Ladislau aponta que o desejo das crianças vem da necessidade de contato humano. Empurrar essa interação para o campo amoroso ou sexual é colocá-las em uma situação em que não estão preparadas para estar. “Isso pode causar muita angústia e a sensação de estar perdida e confusa, sem compreender o que lhe é permitido ou não”, afirma a psicanalista.

A especialista aponta que essa atitude demonstra um descuido em preservar o emocional e o desenvolvimento cognitivo da criança, além de denotar uma postura imatura por parte do responsável. Ao contrário do amor romântico e do contato sexualizado, é necessário estimular outras fontes, como respeito, empatia, reciprocidade e pureza aos sentimentos (tanto da própria criança como alheios).

Ladislau afirma que preservar as crianças desses contatos precoces não quer dizer que não deve existir uma educação sexual em casa. Na verdade, ela considera esse um pilar muito importante para o crescimento saudável. No entanto, essa educação precisa ser feita com orientação, condução, diálogo e respeito, acompanhando o momento cognitivo.

“Os carinhos, afetos e até os romances, nascem de forma natural e devem acompanhar as etapas do crescimento infantil, de forma equilibrada e sem aceleração do processo”, enfatiza.

Abuso sexual infantil

Durante a repercussão da foto do filho da atriz, bem como da legenda em que ela normaliza o comportamento, os internautas apontaram que a adultização e sexualização de uma criança poderia vulnerabilizá-la aos abusos sexuais. Isso porque, incentivada ao comportamento sexualizado, ela não poderia identificar possíveis situações de perigo.

Segundo o Anuário Brasileiro de Segurança Pública de 2022, organizado pelo Fórum Brasileiro de Segurança Pública (FBSP), houve mais de 66 mil casos de estupro no Brasil em 2021, sendo que 61,3% das vítimas das violências tinham até 13 anos.

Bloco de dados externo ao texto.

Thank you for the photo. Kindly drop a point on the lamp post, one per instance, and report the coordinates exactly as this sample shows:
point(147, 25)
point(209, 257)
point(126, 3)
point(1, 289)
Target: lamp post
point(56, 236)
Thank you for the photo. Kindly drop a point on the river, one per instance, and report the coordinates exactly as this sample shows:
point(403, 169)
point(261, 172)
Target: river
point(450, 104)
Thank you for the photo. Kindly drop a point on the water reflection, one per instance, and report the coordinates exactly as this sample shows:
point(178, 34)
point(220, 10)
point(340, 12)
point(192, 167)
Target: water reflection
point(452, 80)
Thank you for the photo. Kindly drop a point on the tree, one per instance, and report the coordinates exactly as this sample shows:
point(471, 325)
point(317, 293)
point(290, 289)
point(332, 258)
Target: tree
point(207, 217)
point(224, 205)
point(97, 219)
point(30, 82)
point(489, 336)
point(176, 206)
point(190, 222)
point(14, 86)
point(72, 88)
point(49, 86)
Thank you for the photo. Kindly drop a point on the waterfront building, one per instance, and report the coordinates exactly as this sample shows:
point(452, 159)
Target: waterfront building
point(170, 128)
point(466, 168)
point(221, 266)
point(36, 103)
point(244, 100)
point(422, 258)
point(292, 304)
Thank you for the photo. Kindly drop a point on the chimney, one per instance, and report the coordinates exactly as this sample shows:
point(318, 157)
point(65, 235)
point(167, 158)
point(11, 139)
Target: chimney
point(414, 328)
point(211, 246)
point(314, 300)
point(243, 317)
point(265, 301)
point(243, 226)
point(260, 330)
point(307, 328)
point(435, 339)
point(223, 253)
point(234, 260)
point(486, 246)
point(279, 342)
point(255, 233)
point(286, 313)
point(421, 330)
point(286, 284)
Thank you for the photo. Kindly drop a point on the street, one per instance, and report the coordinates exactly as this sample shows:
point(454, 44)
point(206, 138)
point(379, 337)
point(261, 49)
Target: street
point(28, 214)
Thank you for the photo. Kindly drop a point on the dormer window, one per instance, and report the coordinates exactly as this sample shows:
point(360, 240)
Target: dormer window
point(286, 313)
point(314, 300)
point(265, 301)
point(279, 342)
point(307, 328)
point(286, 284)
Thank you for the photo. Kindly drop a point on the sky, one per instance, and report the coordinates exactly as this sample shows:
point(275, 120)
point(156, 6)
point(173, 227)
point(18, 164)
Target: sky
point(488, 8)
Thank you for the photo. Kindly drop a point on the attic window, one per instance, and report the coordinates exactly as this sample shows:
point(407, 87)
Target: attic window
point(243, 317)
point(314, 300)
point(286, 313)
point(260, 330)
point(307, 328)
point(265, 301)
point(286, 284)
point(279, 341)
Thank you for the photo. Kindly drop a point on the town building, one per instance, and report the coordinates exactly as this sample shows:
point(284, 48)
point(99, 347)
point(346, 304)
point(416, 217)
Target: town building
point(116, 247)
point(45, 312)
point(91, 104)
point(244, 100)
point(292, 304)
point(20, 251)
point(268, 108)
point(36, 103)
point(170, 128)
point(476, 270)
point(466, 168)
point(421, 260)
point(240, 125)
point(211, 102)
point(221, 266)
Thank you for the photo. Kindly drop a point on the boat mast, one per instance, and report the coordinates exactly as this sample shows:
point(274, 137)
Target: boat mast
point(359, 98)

Em quase 80% desses casos, o autor da violência sexual é um conhecido da vítima. Ou seja, em casos de adultização, a vítima pode estar vulnerável a abusos por parte de uma pessoa do círculo social próximo dela.

No entanto, Ladislau afirma que o papel da adultização e da sexualização precoce como facilitador de abusos sexuais depende de como a criança experimenta o núcleo social em que está, como “se ela é acolhida e ouvida de forma cuidadosa, se todas as dúvidas são atendidas e se ela sente segurança na proteção de seus acolhedores”, diz.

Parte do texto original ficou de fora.